This not only changed the landscape of Okinawa's coast line, but it has also affected the marine ecosystem inside the reef. The adan tree, which is a thorny "screw pine", has always been abundant along the shoreline. It also produces a fruit that is non edible for humans, but is a food source for the giant palm tree crab and other species of crab that live on the beach. The mokumo however, has infiltrated much of the coastline, taking away space for the expansion of the adan tree and eliminating an important food supply within the food chain. The result has been a decrease in the amount of crabs, which means a decrease in the amount of fish that feed off their eggs.

The third part of the training course, took trainees on a snorkeling excursion along the reef. Students were able to see the different coral species that make up the majority of Okinawa's reef, while learning how some species have become nearly extinct do to stress from coastal development and other related activities.

Other instructors that participated were coral researcher Kazayuki Shimoike, Okinawa Environmental Analyst Center's Tadanori Nishime, Okinawa University Professor Fujio Uehara, and Eiji Nakada from Okinawa International University.

Yomitan plans to continue the program every year, gradually increasing the amount of qualified ecology guides.
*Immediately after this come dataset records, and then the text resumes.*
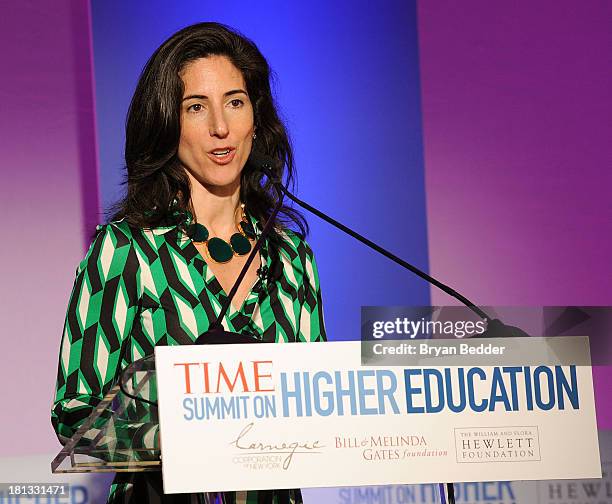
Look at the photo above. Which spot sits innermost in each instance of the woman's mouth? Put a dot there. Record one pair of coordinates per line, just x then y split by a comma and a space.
223, 155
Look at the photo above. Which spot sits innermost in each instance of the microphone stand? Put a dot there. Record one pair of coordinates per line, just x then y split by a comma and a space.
216, 333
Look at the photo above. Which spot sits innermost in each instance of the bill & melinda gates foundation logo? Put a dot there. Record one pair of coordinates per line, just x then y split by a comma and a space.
398, 447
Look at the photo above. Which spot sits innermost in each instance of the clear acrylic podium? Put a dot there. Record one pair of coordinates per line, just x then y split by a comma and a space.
121, 434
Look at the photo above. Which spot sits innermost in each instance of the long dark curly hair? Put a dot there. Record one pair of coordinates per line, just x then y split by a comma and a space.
157, 185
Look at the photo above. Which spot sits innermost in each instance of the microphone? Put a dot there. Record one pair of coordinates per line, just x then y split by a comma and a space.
270, 166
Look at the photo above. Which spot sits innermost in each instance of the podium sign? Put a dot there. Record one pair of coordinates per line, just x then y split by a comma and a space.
250, 417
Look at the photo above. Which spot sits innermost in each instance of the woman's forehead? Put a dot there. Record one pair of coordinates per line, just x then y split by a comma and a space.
213, 73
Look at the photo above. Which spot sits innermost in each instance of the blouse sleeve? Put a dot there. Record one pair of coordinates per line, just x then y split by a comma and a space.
100, 314
312, 326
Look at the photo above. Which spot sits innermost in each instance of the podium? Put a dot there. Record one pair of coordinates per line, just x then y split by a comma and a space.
121, 434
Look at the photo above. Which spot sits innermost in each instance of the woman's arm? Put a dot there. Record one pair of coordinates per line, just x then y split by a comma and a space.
101, 310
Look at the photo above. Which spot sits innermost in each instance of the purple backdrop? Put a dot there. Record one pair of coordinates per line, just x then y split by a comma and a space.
516, 122
516, 111
49, 202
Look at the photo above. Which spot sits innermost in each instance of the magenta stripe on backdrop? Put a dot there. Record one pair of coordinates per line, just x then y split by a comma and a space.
516, 116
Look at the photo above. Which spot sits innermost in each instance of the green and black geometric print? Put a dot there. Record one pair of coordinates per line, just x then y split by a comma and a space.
139, 288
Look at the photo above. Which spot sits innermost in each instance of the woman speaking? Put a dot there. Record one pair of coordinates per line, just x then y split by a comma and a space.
159, 271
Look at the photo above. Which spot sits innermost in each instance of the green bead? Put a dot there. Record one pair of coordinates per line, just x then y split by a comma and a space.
219, 250
198, 232
240, 244
248, 229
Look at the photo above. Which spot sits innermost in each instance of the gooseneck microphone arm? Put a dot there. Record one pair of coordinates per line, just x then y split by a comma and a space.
265, 164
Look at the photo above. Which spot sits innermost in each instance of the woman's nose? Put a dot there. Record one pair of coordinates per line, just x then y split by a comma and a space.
218, 125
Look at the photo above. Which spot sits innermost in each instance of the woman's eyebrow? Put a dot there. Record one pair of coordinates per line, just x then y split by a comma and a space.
204, 97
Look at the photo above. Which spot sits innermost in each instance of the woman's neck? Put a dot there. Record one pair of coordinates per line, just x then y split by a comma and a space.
216, 207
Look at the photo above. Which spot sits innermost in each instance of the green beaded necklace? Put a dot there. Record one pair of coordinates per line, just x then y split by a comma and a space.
219, 250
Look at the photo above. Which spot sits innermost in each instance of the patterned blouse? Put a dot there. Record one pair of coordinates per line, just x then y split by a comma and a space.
139, 288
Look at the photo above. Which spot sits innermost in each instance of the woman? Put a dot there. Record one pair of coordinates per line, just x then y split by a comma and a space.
158, 273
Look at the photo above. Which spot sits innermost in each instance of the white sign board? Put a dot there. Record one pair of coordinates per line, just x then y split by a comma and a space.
261, 416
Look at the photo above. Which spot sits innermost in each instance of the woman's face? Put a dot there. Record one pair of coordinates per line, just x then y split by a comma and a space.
216, 122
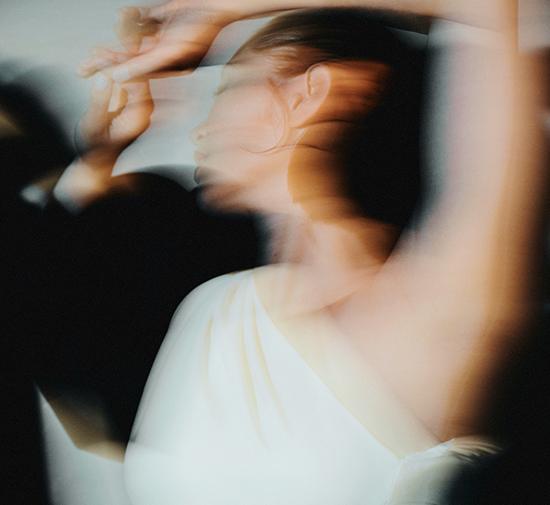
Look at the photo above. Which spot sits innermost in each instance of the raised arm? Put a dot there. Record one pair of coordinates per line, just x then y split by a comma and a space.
179, 33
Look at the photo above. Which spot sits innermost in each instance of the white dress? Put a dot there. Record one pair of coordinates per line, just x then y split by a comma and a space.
234, 414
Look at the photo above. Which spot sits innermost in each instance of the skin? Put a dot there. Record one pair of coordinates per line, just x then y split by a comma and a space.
444, 309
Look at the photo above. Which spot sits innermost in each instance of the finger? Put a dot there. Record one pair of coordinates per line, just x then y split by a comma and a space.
132, 26
167, 58
100, 59
97, 117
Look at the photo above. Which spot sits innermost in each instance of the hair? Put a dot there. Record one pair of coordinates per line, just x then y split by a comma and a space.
381, 155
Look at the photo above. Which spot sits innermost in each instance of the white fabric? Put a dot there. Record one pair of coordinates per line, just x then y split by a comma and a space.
233, 414
74, 476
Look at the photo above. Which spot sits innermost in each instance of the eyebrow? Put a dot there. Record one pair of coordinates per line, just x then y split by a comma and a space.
221, 88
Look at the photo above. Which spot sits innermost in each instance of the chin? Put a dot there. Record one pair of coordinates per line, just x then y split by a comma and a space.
221, 200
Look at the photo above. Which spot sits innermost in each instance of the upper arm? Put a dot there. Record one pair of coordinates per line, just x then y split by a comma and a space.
473, 244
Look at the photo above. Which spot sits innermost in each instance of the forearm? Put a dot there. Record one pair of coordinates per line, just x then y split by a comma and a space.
490, 14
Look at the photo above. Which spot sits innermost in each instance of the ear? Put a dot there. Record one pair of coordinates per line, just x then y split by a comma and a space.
307, 94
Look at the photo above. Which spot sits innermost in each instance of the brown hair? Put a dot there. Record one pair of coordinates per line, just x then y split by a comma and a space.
381, 154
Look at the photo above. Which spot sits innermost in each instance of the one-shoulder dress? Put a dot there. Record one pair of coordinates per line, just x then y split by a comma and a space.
233, 413
236, 414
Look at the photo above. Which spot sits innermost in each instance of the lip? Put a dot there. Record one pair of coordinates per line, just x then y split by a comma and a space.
199, 157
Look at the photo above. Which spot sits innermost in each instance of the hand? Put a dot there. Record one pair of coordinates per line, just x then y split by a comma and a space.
172, 37
116, 114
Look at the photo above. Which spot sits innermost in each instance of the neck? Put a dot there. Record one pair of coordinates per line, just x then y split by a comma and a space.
323, 262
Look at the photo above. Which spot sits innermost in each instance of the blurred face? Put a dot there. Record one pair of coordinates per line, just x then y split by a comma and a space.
242, 146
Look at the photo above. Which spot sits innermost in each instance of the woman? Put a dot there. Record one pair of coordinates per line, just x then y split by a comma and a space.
339, 373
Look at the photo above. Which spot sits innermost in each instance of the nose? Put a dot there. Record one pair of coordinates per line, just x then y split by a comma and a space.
197, 133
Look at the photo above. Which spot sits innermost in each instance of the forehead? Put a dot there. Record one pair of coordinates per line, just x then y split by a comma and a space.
249, 68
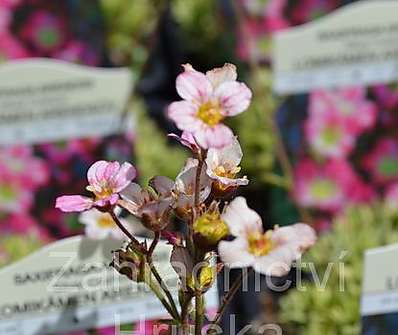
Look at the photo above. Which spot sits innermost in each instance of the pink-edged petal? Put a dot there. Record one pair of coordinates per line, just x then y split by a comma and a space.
73, 203
186, 139
221, 75
193, 85
228, 156
110, 171
218, 136
183, 114
240, 218
123, 177
277, 263
95, 170
234, 97
299, 235
235, 253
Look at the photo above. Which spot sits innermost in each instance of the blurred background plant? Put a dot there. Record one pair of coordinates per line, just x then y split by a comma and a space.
330, 311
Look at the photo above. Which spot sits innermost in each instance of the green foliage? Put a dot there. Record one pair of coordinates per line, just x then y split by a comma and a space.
155, 155
331, 311
129, 24
204, 31
254, 128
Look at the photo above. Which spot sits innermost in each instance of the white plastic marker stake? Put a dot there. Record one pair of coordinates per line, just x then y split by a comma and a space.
354, 45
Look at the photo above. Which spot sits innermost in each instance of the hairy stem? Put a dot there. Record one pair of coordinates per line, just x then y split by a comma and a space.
164, 288
228, 297
158, 290
133, 240
197, 181
199, 312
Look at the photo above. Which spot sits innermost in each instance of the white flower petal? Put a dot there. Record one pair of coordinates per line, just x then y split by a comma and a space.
240, 218
235, 254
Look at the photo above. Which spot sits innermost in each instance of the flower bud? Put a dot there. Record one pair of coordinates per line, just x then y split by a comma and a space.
206, 277
129, 263
209, 229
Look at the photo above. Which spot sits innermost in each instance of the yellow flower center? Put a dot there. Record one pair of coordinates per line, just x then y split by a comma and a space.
260, 244
211, 226
106, 221
105, 192
210, 113
221, 171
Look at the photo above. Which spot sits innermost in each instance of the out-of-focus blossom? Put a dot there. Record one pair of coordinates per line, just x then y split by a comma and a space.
208, 99
5, 19
44, 31
271, 252
78, 52
18, 163
382, 161
386, 95
10, 48
350, 104
100, 225
14, 197
223, 166
328, 186
329, 135
61, 152
106, 181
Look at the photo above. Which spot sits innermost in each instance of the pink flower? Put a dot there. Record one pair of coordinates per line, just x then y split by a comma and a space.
14, 198
223, 166
106, 180
99, 225
21, 223
187, 140
328, 134
272, 252
18, 163
350, 104
10, 48
329, 186
208, 99
386, 95
45, 31
391, 196
5, 19
382, 161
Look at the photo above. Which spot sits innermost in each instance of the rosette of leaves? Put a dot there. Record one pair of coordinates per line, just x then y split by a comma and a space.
332, 311
129, 25
154, 154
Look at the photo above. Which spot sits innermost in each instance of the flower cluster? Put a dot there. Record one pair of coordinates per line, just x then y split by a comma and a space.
351, 150
196, 197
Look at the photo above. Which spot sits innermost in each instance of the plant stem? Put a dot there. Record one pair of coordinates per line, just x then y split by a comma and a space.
157, 289
163, 287
126, 232
229, 295
199, 312
197, 181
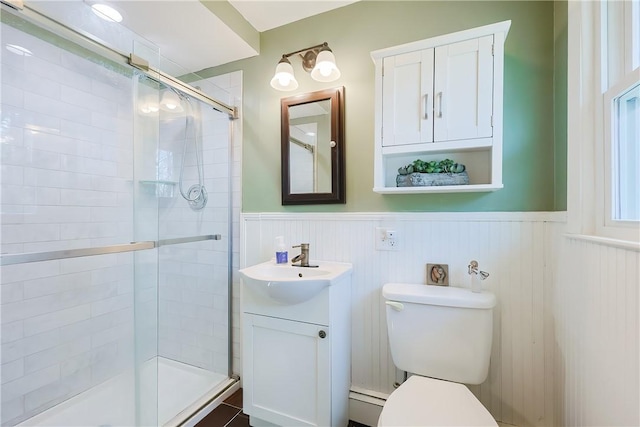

People who complete the course, will not only have a good understanding about coastal ecosystems, but will also be trained on how to teach children in an enjoyable way. "We need to educate children about the damage coastal development can cause," mentioned Yokoi. It is important for people to realize that the beach is not just a place to enjoy, but that there are also living creatures there," added Owan.

Hopefully, programs like the one created by Yomitan will expand throughout Okinawa, and a new generation of environmentally conscious Okinawans will be able to co-exist with nature and not destroy it.